Al centrocampo del Torino servono giocatori di primo livello
Una costante comune del Torino degli ultimi anni è stata l’avere un centrocampo formato, magari anche da alcuni giocatori che s’impegnavano e ce la mettevano tutta, ma che erano più di quantità che di qualità. Questo ha avuto ripercussioni sui risultati, che hanno permesso alla squadra di assestarsi a metà classifica, però, di non riuscire ad andare oltre. Si può avere una difesa solida finché si vuole e anche un attacco prolifico, ma se il centrocampo non ha giocatori di buon livello è molto difficile raggiungere posizioni di classifica che permettano di disputare l’Europa League, tanto più se si vuole poi restarci in quelle posizioni oppure cercare di arrivare alla finale della Coppa Italia.
Da quando il Torino è ritornato in serie A, campionato 2012-2013, a centrocampo si sono susseguiti, citandoli in rigoroso ordine alfabetico, Acquah, Adopo, Ansaldi, Aramu, Bakic, Barbosa, Barusso, Baselli, Basha, Bellomo, Benassi, Birsa, Brighi, Butic, Celeghin, Cerci, Comentale, D’Alena, De Feudis, De Silvestri, El Kaddouri, Farnerud, Gazzi, Gyasi, Gonzalez, Gorobsov, Graziano, Gustafson, Matera, Kurtic, Lukic, Nocerino, Obi, Bruno Peres, Ruben Perez, Prcic, Remacle, Rincon, Rossetti, Sanchez Miño, Santana, Stevanovic, Suciu, Tachtsidis, Valdifiori e Vives. Alcuni hanno dato l’anima, altri erano giovani del vivaio che sono stati chiamati solo ad allenarsi con la prima squadra magari anche aggregati nelle prime parti dei ritiri estivi, qualcuno ha fatto qualche capatina in campo ma soprattutto panchina, c’è chi ha giocato senza però incidere più di tanto o comunque solo a sprazzi, le meteore, non sono mancati gli infortunati, chi non aveva le caratteristiche adatte al gioco dell’allenatore e, infine, chi aveva grandi potenzialità ma non la testa per sfruttarle. In questi anni in panchina ci sono stati Ventura, Mihajlovic e adesso Mazzarri e la squadra si è posizionata sedicesima, settima con approdo in Europa League solo perché il Parma non aveva avuto la licenza Uefa, nona, dodicesima e due volte nona.
Dal passato bisogna trarre insegnamento se si vuole progredire.

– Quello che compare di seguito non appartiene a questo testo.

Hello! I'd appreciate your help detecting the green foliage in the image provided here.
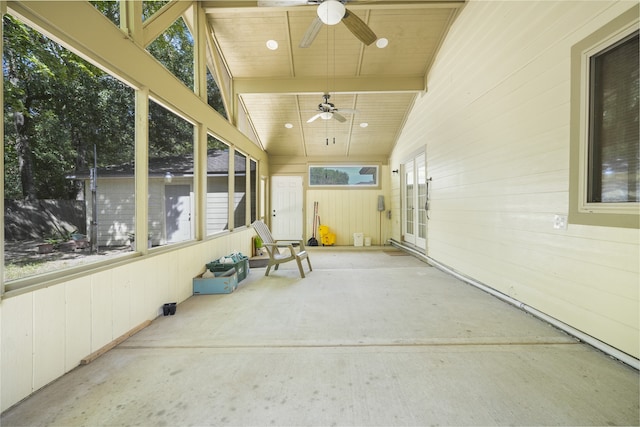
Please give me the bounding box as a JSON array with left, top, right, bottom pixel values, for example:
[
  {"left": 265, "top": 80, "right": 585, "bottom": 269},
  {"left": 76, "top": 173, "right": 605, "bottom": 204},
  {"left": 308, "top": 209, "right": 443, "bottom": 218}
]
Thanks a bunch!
[
  {"left": 3, "top": 5, "right": 226, "bottom": 199},
  {"left": 309, "top": 168, "right": 349, "bottom": 185}
]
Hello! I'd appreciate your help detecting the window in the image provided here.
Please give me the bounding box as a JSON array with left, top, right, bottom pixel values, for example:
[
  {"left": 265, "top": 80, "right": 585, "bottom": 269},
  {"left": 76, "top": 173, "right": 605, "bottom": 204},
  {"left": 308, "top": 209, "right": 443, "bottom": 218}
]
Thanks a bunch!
[
  {"left": 569, "top": 7, "right": 640, "bottom": 228},
  {"left": 3, "top": 15, "right": 135, "bottom": 284},
  {"left": 148, "top": 101, "right": 195, "bottom": 249},
  {"left": 587, "top": 31, "right": 640, "bottom": 203},
  {"left": 309, "top": 165, "right": 378, "bottom": 187},
  {"left": 207, "top": 135, "right": 229, "bottom": 236},
  {"left": 233, "top": 151, "right": 248, "bottom": 228}
]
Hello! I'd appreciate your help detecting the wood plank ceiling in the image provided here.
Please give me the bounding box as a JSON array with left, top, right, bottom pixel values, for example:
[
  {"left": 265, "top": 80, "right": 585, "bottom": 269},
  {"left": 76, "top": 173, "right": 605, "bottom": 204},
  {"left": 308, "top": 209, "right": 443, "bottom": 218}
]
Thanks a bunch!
[{"left": 203, "top": 0, "right": 464, "bottom": 161}]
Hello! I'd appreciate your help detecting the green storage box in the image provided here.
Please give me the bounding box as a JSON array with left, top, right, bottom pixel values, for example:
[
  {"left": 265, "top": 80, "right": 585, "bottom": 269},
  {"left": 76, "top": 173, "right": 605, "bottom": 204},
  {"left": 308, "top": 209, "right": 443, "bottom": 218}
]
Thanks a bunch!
[
  {"left": 207, "top": 255, "right": 249, "bottom": 282},
  {"left": 193, "top": 267, "right": 238, "bottom": 295}
]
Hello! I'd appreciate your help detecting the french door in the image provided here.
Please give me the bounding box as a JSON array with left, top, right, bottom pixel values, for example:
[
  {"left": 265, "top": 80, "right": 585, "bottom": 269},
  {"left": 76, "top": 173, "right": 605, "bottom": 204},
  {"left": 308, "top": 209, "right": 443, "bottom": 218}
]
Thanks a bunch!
[{"left": 402, "top": 154, "right": 427, "bottom": 250}]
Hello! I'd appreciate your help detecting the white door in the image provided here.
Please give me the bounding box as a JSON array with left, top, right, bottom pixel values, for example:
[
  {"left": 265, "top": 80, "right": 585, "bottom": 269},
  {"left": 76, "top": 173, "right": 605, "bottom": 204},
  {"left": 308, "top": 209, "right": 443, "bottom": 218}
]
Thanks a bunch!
[
  {"left": 403, "top": 161, "right": 416, "bottom": 244},
  {"left": 402, "top": 154, "right": 427, "bottom": 249},
  {"left": 270, "top": 176, "right": 303, "bottom": 240},
  {"left": 164, "top": 185, "right": 191, "bottom": 243}
]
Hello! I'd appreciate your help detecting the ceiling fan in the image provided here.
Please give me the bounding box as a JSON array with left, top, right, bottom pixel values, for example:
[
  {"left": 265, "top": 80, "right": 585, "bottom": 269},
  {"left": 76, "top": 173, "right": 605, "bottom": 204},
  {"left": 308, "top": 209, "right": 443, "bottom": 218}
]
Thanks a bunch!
[
  {"left": 307, "top": 93, "right": 358, "bottom": 123},
  {"left": 258, "top": 0, "right": 378, "bottom": 48}
]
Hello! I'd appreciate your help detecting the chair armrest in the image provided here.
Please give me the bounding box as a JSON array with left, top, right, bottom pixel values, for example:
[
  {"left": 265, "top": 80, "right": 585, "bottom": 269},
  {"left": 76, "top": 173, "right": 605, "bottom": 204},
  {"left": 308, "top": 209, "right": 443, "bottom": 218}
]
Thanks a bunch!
[{"left": 276, "top": 239, "right": 305, "bottom": 250}]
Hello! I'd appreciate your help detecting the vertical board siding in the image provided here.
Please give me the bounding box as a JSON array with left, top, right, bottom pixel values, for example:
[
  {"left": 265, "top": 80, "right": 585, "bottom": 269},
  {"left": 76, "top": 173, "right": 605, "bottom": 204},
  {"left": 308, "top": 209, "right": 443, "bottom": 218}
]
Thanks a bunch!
[
  {"left": 0, "top": 229, "right": 254, "bottom": 412},
  {"left": 390, "top": 0, "right": 640, "bottom": 357},
  {"left": 306, "top": 189, "right": 386, "bottom": 246}
]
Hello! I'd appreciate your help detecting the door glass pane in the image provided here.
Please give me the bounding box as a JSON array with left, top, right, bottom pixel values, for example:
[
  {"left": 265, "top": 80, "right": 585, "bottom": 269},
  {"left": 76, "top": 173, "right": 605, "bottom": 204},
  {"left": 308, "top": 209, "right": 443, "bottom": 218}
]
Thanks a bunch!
[
  {"left": 405, "top": 167, "right": 415, "bottom": 235},
  {"left": 416, "top": 156, "right": 427, "bottom": 239}
]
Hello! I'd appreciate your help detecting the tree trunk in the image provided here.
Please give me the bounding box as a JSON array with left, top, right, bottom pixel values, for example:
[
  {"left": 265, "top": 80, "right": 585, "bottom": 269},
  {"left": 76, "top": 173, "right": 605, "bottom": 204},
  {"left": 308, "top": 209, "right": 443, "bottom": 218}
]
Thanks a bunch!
[
  {"left": 71, "top": 129, "right": 87, "bottom": 200},
  {"left": 13, "top": 112, "right": 36, "bottom": 200}
]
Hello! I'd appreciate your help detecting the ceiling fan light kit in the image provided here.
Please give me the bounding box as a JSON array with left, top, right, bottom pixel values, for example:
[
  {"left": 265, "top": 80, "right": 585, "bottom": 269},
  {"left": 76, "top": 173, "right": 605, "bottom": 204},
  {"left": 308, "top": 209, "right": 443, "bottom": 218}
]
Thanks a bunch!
[{"left": 318, "top": 0, "right": 346, "bottom": 25}]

Continuare ad avere un centrocampo al massimo di giocatori che danno l’anima, che incidono solo a sprazzi o che hanno potenzialità ma non la testa o il carattere non è sufficiente. Mazzarri sicuramente è consapevole di questo ed è scontato dire che vorrebbe centrocampisti che abbiano come caratteristiche insite in ognuno sia il saper rompere il gioco degli avversari sia il proporre l’azione in fase di possesso. Ora tocca a Cairo e Petrachi consegnare al mister giocatori di questo tipo.